A few seconds later Wenger was asked about the confidence of his team after the back to back big losses and he said “you go up by stairs and come down by lift, that is confidence.” It takes a long time to build confidence but only a few moments for it to crumble.

A football career often follows the same path; building for a decade or more, reaching the highest level they are capable of, only to fall rapidly.

Wenger’s own decline as a manager has been a rapid fall. Some will argue that his career has been a slow set of stairs down since the 2004 title winning glory. But it’s not his footballing acumen that I’m talking about.

Wenger remained remarkably consistent throughout the first, second, and third phases of his career at Arsenal. Securing places in the top four, playing attacking football, building, rebuilding, and winning trophies regardless of pressures. But in this fourth phase, the “everyone has money now” Premier League, where everyone can afford £50m players, Wenger has rapidly declined.

Last season Arsenal finished out of the top four and below Tottenham though Arsenal did win the FA Cup and beat champions Chelsea to do it. And this season, Arsenal are a mid-table club. Closer to Burnley in the League than any of the top clubs, and seemingly miles behind Tottenham.

But it’s not been Wenger alone who has taken the lift down. It’s been confidence in Wenger that has dropped precipitously. Whereas a few years ago there were debates among supporters about AKBs v. WOBs fans are now nearly unanimous that he has to go.

It’s not just the fans.
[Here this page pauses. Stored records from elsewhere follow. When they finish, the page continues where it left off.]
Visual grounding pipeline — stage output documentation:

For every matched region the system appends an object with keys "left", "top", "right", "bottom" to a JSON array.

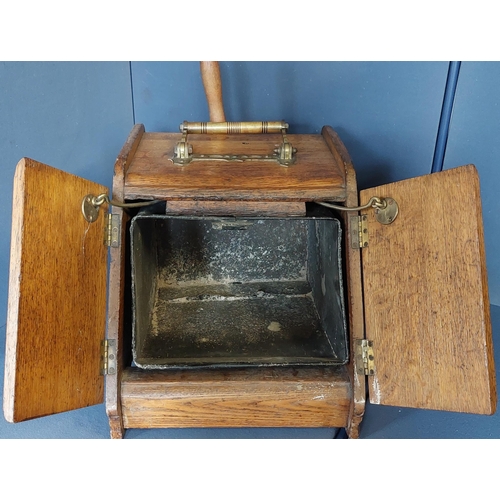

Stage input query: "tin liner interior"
[{"left": 130, "top": 214, "right": 348, "bottom": 369}]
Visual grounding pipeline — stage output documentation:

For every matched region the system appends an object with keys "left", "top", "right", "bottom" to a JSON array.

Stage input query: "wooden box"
[
  {"left": 4, "top": 125, "right": 496, "bottom": 437},
  {"left": 3, "top": 64, "right": 497, "bottom": 438}
]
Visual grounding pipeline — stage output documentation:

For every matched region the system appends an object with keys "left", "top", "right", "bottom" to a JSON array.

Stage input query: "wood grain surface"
[
  {"left": 321, "top": 127, "right": 366, "bottom": 438},
  {"left": 200, "top": 61, "right": 226, "bottom": 122},
  {"left": 122, "top": 367, "right": 351, "bottom": 428},
  {"left": 4, "top": 158, "right": 107, "bottom": 422},
  {"left": 361, "top": 165, "right": 496, "bottom": 414},
  {"left": 166, "top": 201, "right": 306, "bottom": 217},
  {"left": 125, "top": 132, "right": 345, "bottom": 202}
]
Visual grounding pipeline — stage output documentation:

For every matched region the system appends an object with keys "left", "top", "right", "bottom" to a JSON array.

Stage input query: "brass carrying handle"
[
  {"left": 200, "top": 61, "right": 226, "bottom": 122},
  {"left": 180, "top": 121, "right": 288, "bottom": 134}
]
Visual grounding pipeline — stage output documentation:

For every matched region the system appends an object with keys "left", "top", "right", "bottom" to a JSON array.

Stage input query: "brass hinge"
[
  {"left": 104, "top": 214, "right": 121, "bottom": 248},
  {"left": 356, "top": 339, "right": 375, "bottom": 375},
  {"left": 101, "top": 339, "right": 116, "bottom": 375},
  {"left": 350, "top": 215, "right": 368, "bottom": 248}
]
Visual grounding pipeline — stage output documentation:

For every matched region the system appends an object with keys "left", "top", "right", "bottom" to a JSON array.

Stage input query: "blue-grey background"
[{"left": 0, "top": 62, "right": 500, "bottom": 438}]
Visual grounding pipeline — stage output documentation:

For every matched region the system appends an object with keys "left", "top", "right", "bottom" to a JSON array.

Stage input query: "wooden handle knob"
[{"left": 200, "top": 61, "right": 226, "bottom": 122}]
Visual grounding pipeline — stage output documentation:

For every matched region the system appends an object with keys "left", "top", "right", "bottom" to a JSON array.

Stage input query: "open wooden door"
[
  {"left": 3, "top": 158, "right": 107, "bottom": 422},
  {"left": 360, "top": 165, "right": 497, "bottom": 414}
]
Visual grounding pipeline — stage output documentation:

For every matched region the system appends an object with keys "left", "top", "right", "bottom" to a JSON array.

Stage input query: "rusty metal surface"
[{"left": 131, "top": 215, "right": 347, "bottom": 368}]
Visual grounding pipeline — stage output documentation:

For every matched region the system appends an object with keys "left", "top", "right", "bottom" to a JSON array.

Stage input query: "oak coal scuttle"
[{"left": 4, "top": 65, "right": 496, "bottom": 438}]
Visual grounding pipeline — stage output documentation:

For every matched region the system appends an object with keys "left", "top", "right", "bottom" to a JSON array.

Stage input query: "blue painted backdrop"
[{"left": 0, "top": 62, "right": 500, "bottom": 438}]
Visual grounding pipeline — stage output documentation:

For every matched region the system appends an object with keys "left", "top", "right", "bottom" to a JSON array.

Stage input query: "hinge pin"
[{"left": 356, "top": 339, "right": 375, "bottom": 375}]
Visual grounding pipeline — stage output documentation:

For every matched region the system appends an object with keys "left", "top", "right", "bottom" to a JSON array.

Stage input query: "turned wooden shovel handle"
[{"left": 200, "top": 61, "right": 226, "bottom": 122}]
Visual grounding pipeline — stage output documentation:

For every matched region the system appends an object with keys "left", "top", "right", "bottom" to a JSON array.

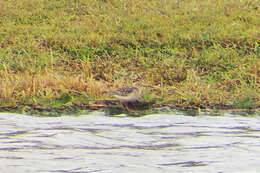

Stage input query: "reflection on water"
[{"left": 0, "top": 113, "right": 260, "bottom": 173}]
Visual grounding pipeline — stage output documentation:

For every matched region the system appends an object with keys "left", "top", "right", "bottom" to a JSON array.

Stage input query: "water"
[{"left": 0, "top": 112, "right": 260, "bottom": 173}]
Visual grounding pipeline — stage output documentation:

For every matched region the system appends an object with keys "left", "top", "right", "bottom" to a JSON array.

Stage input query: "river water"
[{"left": 0, "top": 112, "right": 260, "bottom": 173}]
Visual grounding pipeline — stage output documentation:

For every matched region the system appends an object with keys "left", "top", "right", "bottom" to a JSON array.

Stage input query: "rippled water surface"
[{"left": 0, "top": 113, "right": 260, "bottom": 173}]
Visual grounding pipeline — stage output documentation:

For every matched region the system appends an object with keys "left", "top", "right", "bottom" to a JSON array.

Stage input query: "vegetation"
[{"left": 0, "top": 0, "right": 260, "bottom": 113}]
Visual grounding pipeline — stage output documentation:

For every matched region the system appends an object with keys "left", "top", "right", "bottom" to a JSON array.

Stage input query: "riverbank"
[{"left": 0, "top": 0, "right": 260, "bottom": 115}]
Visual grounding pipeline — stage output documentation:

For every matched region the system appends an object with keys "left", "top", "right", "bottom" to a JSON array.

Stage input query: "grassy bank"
[{"left": 0, "top": 0, "right": 260, "bottom": 113}]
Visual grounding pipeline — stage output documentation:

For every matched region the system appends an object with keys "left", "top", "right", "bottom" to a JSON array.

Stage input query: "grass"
[{"left": 0, "top": 0, "right": 260, "bottom": 113}]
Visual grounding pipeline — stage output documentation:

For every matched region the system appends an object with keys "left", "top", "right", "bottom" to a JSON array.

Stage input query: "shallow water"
[{"left": 0, "top": 112, "right": 260, "bottom": 173}]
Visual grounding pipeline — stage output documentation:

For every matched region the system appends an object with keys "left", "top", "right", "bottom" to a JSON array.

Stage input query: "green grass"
[{"left": 0, "top": 0, "right": 260, "bottom": 112}]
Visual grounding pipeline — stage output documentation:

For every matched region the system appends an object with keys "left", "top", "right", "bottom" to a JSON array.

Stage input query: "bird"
[{"left": 104, "top": 86, "right": 143, "bottom": 112}]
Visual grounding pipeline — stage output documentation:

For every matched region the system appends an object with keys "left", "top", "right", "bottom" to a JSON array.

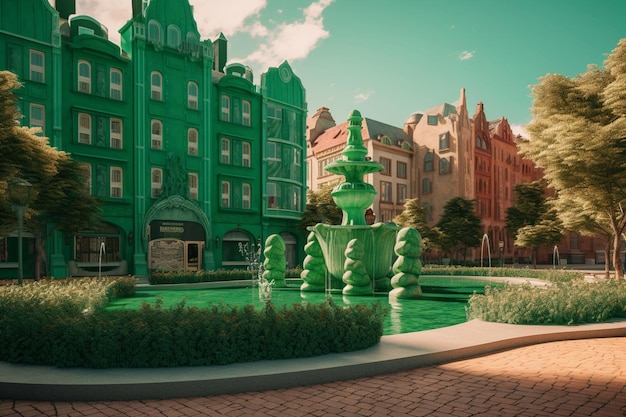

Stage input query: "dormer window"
[
  {"left": 167, "top": 25, "right": 180, "bottom": 48},
  {"left": 148, "top": 20, "right": 161, "bottom": 43}
]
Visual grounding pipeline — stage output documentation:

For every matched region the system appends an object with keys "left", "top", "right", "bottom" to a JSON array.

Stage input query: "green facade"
[{"left": 0, "top": 0, "right": 306, "bottom": 277}]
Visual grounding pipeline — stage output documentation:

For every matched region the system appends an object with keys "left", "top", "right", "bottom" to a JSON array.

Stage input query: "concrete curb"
[{"left": 0, "top": 320, "right": 626, "bottom": 401}]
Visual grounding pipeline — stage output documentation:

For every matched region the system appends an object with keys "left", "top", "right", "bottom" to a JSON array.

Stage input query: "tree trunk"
[
  {"left": 613, "top": 233, "right": 624, "bottom": 279},
  {"left": 34, "top": 235, "right": 42, "bottom": 281},
  {"left": 604, "top": 239, "right": 613, "bottom": 279}
]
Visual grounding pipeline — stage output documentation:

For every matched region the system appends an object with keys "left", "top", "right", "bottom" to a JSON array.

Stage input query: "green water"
[{"left": 108, "top": 276, "right": 495, "bottom": 335}]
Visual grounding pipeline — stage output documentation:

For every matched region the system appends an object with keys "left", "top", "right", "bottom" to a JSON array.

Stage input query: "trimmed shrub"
[{"left": 0, "top": 279, "right": 386, "bottom": 368}]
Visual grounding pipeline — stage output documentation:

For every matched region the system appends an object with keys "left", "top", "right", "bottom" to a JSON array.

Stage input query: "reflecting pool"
[{"left": 108, "top": 276, "right": 501, "bottom": 335}]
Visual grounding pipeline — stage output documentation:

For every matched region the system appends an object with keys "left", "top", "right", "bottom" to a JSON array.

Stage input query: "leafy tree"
[
  {"left": 521, "top": 39, "right": 626, "bottom": 278},
  {"left": 437, "top": 197, "right": 482, "bottom": 263},
  {"left": 0, "top": 71, "right": 100, "bottom": 279},
  {"left": 515, "top": 204, "right": 563, "bottom": 267},
  {"left": 393, "top": 198, "right": 437, "bottom": 251},
  {"left": 298, "top": 186, "right": 343, "bottom": 234},
  {"left": 505, "top": 181, "right": 546, "bottom": 238},
  {"left": 553, "top": 196, "right": 613, "bottom": 278}
]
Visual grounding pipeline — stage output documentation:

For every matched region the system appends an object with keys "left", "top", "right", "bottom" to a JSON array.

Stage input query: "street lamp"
[{"left": 8, "top": 178, "right": 33, "bottom": 285}]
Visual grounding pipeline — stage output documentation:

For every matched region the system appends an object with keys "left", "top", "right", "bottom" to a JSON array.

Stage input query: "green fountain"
[{"left": 300, "top": 110, "right": 399, "bottom": 295}]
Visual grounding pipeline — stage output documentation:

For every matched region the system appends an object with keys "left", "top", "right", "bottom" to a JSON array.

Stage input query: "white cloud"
[
  {"left": 511, "top": 124, "right": 530, "bottom": 139},
  {"left": 354, "top": 90, "right": 374, "bottom": 103},
  {"left": 49, "top": 0, "right": 334, "bottom": 73},
  {"left": 240, "top": 0, "right": 334, "bottom": 72},
  {"left": 190, "top": 0, "right": 268, "bottom": 39},
  {"left": 459, "top": 51, "right": 476, "bottom": 61}
]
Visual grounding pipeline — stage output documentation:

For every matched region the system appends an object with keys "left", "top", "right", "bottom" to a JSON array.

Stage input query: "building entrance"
[{"left": 148, "top": 220, "right": 204, "bottom": 271}]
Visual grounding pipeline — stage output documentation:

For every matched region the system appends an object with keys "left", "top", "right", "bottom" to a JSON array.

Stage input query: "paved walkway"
[{"left": 0, "top": 337, "right": 626, "bottom": 417}]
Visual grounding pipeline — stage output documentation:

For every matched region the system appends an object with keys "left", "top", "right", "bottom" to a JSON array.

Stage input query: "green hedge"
[
  {"left": 149, "top": 268, "right": 302, "bottom": 285},
  {"left": 421, "top": 266, "right": 585, "bottom": 282},
  {"left": 467, "top": 280, "right": 626, "bottom": 325},
  {"left": 0, "top": 280, "right": 386, "bottom": 368}
]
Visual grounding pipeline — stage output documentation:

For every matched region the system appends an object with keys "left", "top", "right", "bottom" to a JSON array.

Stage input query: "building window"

The players also seem to have lost confidence in Wenger. In the League Cup final Arsenal looked timid from the start – Mustafi took a bump, claimed a foul, and conceded the first goal – and from there the result was all but assured. And four days later, Arsenal came out and played hard; they conceded a goal but didn’t collapse this time instead, they pressed and harassed Man City, trying to trap them into bad passes, following the orders of their manager and putting in the workrate that they lacked in the cup final.

Even up to the very moments before City’s third goal Arsenal played like a team who wanted to win the tie. That third goal was conceded off Arsenal pressing, pressing hard to win the ball back. That was a team executing the orders of the manager and it looked for a moment like Arsenal might get back into the game. But one pass from Silva to Aguero, one flick of the ball around Koscielny, and City opened Arsenal up for the third goal. Walker’s square ball for Sane, who just bundled the ball over the line off Bellerin’s tackle, killed what confidence was left in this team.

Arsenal came out in the second half, tried to get back into the game, but even given a penalty, Arsenal couldn’t score. Heads dropped. Ozil did a thinker’s pose on the pitch. The lift dinged. Ground floor.